Une minorité, toutefois, d’enfants et d’adolescents -15 à 20 %- connaît des difficultés
sérieuses. Toujours selon l’INSERM, un adolescent sur cinq déclare avoir été victime de violence, que
cette violence soit physique ou sexuelle. Un élève sur seize entre 11 et 18 ans déclare avoir fait une
tentative de suicide.
Or les jeunes qui ont été victimes de violences pendant leur minorité ont généralement plus de
mal à s’insérer dans la société et sont eux-mêmes plus enclins que les autres à développer des
comportements violents. Pour certains, la succession des échecs et leur progressive exclusion les
conduisent à " l’extrême de la souffrance, de la désespérance et de la délinquance [qui] n’est pas
loin ", pour reprendre les termes du rapport sur " La progression de la précarité en France et ses effets
sur la santé ", établi en février 1998 par le Haut comité de la santé publique.

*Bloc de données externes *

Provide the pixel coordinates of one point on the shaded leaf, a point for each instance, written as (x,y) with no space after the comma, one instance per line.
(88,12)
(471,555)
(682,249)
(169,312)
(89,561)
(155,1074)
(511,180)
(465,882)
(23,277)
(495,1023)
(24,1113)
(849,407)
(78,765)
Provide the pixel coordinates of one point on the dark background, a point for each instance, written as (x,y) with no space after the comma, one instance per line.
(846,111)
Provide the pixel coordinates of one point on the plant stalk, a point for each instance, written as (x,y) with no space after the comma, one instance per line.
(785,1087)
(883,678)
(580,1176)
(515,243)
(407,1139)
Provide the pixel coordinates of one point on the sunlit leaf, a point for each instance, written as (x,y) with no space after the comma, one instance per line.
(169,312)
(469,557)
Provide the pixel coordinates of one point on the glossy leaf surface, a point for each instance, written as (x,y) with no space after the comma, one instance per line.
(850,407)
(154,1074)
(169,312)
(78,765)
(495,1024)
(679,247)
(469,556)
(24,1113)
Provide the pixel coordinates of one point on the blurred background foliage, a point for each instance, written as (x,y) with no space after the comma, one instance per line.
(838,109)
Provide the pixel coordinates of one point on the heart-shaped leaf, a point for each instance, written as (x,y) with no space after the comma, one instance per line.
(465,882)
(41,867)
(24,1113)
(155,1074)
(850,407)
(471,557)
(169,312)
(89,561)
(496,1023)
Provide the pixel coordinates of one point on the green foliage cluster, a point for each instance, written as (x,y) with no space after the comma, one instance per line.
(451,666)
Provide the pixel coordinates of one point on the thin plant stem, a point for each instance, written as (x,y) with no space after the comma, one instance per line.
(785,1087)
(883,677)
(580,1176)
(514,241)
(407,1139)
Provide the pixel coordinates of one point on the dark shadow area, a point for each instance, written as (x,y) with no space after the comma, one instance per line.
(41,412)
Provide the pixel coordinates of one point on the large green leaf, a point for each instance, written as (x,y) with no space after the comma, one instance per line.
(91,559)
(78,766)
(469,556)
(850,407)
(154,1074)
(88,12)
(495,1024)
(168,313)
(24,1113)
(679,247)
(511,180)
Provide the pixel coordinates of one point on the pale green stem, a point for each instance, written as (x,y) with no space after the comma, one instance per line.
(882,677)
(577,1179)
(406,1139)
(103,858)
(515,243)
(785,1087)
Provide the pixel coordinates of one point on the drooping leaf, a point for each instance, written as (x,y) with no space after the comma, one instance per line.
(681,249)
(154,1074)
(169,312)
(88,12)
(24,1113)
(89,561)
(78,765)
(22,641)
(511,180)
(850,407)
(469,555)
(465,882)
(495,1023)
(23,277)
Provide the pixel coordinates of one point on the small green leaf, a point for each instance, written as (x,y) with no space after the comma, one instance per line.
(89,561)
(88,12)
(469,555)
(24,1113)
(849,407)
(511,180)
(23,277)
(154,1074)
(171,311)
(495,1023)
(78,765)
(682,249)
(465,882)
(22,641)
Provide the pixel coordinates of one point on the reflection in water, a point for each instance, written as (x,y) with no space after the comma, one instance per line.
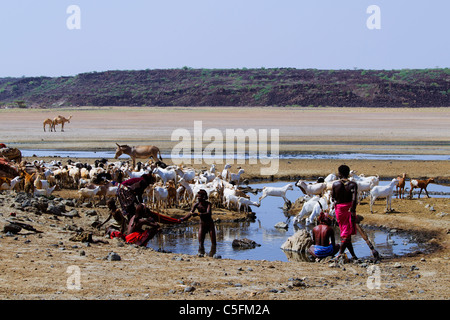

Il ressort des différentes auditions auxquelles a procédées la commission que trois formes de
comportement délinquant peuvent être identifiés :
- la délinquance " initiatique ", celle des transgressions qui ont toujours été observées
lors du passage de l’adolescence à l’âge adulte ;
- la délinquance " pathologique ", qui tient à des troubles psychologiques fortement
individualisés ;
- la délinquance " d’exclusion ", qui est plus ou moins liée au chômage et à
l’aggravation des problèmes sociaux, et qui se manifeste surtout dans les quartiers difficiles. Les
adolescents y cumulent toutes sortes de handicaps : échec scolaire, précarité familiale, mauvaise
santé, troubles psychologiques, problèmes de logement, errance.
Cette analyse ne doit pas conduire à penser qu’il existe trois catégories étanches de mineurs
délinquants. Preuve en est la question des mineurs toxicomanes. Le simple usage peut parfaitement
relever de la délinquance initiatique, ou au contraire d’usage récréatif devenir toxicomanie et relever
alors d’une délinquance pathologique. Enfin la délinquance d’exclusion peut, elle aussi, générer des
conduites toxicomaniaques - sans parler naturellement du trafic lui-même. L’usage de stupéfiants est
en soi un problème très spécifique chez les mineurs ; c’est avant tout une question de santé publique.